Learning progressions for effective environmental science teaching

Background/Question/Methods

How can teachers use insights and tools from learning progressions to improve their environmental science teaching? We addressed this question in the Culturally Relevant Ecology: Learning Progressions and Environmental Literacy Math Science Partnership project at 4 LTER sites over the past 6 years.  We carried out research with thousands of MS and HS students, using interviews and written assessments, to describe their understandings in 3 areas: 1) water movement and substances in water, 2) carbon cycling and ecosystems, and 3) biodiversity and evolution. Responses were coded into four distinctive levels that represent a learning progression towards principle- and evidence-based reasoning. Several hundred teachers participated in professional development workshops aimed at helping them understand and use learning progressions in their classrooms. Instructional units crafted to help students through the transitions among the levels were provided to the teachers, and their implementation of learning progression-based teaching was supported by in-school visits from project educators. Teachers completed written assessments of their content and pedagogical content knowledge and written surveys of their knowledge, practices, motivation and constraints. A subset of teachers (16) were interviewed and observed to gain more insight into the factors supporting and limiting their use of learning progression in their teaching.

Results/Conclusions

We developed a framework for effective teaching informed by learning progressions that recognizes three overlapping pools of teacher knowledge and skills: 1) science content and curriculum; 2) students’ scientific understanding and practice; and 3) instructional strategies.

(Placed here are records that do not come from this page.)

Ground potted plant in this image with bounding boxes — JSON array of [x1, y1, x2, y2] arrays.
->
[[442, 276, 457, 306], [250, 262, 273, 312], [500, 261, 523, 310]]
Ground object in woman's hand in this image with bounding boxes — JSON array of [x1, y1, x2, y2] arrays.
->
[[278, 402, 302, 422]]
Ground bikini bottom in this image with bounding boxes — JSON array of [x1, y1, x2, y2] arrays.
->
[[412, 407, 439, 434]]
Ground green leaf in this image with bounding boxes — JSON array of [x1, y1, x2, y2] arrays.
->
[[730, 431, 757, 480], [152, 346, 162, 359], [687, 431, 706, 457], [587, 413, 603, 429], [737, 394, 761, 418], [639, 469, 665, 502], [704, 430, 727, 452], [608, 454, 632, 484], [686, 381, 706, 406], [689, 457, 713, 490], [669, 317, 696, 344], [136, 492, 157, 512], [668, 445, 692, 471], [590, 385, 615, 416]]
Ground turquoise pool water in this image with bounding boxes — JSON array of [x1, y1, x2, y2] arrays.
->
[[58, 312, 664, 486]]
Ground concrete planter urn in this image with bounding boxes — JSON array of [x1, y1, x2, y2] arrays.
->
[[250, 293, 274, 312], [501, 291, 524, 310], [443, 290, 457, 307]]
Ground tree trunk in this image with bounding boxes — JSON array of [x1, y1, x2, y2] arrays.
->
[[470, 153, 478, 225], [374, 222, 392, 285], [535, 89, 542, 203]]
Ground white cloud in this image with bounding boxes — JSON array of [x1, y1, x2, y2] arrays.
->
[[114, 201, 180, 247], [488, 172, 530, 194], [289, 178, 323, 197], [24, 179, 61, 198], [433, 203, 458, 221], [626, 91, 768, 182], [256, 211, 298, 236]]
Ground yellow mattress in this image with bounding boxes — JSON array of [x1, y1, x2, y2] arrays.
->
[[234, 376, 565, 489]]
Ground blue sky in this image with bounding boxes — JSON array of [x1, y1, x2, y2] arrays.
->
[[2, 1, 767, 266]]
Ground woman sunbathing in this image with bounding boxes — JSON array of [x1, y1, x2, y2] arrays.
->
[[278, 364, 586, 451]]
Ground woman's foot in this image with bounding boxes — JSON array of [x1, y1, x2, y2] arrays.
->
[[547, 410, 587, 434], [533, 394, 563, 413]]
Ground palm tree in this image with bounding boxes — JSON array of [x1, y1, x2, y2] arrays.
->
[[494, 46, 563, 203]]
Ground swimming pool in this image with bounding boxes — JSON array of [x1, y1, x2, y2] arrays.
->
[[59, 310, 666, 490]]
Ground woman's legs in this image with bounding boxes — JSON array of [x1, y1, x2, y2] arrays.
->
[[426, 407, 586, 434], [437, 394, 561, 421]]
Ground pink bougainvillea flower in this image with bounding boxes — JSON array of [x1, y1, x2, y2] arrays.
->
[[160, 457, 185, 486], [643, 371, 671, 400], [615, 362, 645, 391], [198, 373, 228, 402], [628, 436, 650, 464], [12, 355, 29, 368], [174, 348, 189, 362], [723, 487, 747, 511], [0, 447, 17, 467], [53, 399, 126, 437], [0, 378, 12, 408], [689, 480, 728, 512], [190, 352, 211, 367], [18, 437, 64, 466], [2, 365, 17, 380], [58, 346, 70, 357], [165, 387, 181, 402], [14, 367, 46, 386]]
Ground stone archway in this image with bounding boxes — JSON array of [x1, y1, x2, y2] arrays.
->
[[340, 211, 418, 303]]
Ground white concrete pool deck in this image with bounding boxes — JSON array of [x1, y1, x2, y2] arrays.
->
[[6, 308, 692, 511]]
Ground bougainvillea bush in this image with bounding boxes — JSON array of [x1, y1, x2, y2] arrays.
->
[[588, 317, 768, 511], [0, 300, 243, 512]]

Our assessments of students and teachers revealed that most used force-dynamic (Level 1 and 2) or phenomenological, school science (Level 3) reasoning.  Teacher content knowledge usually was higher than their students, but many didn’t give principle-based (Level 4) responses and most articulated learning goals for their students that are more aligned with Level 3 understandings. Teachers entered our project with limited understanding of learning progressions, and many developed more nuanced and sophisticated grasp through their involvement. Teachers’ ability to interpret students’ ideas benefited from having a learning progression framework. However, their ability to act on their insights was more limited. This interface between their understanding of students and teaching lies at the heart of the challenge of using learning progressions in teaching. Some teachers were able to describe effective “next instructional steps” when confronted with fictional student responses in assessments, but classroom practices observed in a subset of teachers’ classrooms showed only rare cases of effective responses to student thinking based on learning progressions.